However, he is currently employed
as an Independent Consultant with Second and Third Respondents and
connected entities.
[43]
I accept that the holder of the restraint does not have to show that
the employee has in fact
utilized information confidential to it.
It is enough if it is shown that the employee could do so if so
inclined.
[22]
“
the
very ratio underlying the bargain was that the applicant should not
have to content itself with crossing its fingers and hoping
that the
first respondent would act honourably or abide by the undertakings
that he has given.”
[44]
When one examines what transpired, initially, he intended to sign the
mutually separation agreement.

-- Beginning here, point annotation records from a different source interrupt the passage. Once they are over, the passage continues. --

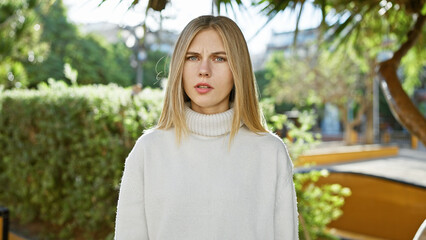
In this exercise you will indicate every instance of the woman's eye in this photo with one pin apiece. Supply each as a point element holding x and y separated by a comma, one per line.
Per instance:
<point>192,58</point>
<point>220,59</point>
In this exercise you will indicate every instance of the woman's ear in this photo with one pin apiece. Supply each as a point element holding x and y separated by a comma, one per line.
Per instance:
<point>232,94</point>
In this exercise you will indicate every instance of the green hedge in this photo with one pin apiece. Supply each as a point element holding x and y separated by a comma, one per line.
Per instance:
<point>62,151</point>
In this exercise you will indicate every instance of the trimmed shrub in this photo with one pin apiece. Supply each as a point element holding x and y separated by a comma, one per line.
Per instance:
<point>62,152</point>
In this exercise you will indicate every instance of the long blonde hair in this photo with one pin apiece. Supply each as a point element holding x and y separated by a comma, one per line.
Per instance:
<point>244,95</point>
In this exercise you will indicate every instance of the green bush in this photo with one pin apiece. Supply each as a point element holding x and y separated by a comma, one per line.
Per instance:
<point>317,205</point>
<point>63,150</point>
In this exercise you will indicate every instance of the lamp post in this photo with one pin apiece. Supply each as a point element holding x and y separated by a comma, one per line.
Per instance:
<point>136,41</point>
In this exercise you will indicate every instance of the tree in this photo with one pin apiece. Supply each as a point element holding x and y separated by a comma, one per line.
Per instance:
<point>95,60</point>
<point>19,40</point>
<point>325,77</point>
<point>349,15</point>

Then,
when he got to the meeting he
signed a restraint of trade. It comprises two documents as an
annexure to the mutual separation agreement.
Margins
[45]
The entire application is about the margins. Applicants alleged
that now
“
everybody is going to
know how much money we make, as both these companies Immploy, which
they operate in the public medical recruitment
space.”
[46]
The first respondent argues that the margins can be determined by the
amount of compensation
the locums receive. This is because the locums
are aware of their compensation and communicate with one another, and
therefore
is in the public domain (payrate) that the company
receives. Discovering the margin is not an exceptionally
clandestine endeavour.
[47]
Furthermore, Vryburg contends that the confidentiality information
that the Applicant is attempting
to safeguard is ambiguous, as it is
not explicitly delineated in the confidentiality agreement It was
expounded on only in their
founding papers as to what Applicant say
is confidential. On closer scrutiny of the confidentiality
agreement under “Annexure
A”, there are no specifics and
no mention is made of locum database, benefits to locums and clients,
billing rates, billing
practices, margins and financial statements.
[48]
In short, establishing whether a clause should be enforced involves
considering whether the parties
negotiated with equal bargaining
power and understood what they agreed to. In this matter, it is
uncertain whether the parties
possessed equal bargaining power, and
whether they understood the terms of the agreement.
[49]
This means that a court may refuse to enforce specific contractual
terms of an agreement where
that term itself would be inconsistent
with public policy.
[50]
I cannot ignore what First Respondent says, he now has a different
role with Second Respondent
as a consultant. In the result, the
facts demonstrate that the First Respondent may not have voluntarily
consented to the
terms of the subject restraint covenant as Applicant
intended it to be applied. This brings me briefly to the public
policy
considerations. In this context, public policy, falls to
be constitutionally infused.
[51]
For obvious reasons, this refusal by a court must be used sparingly.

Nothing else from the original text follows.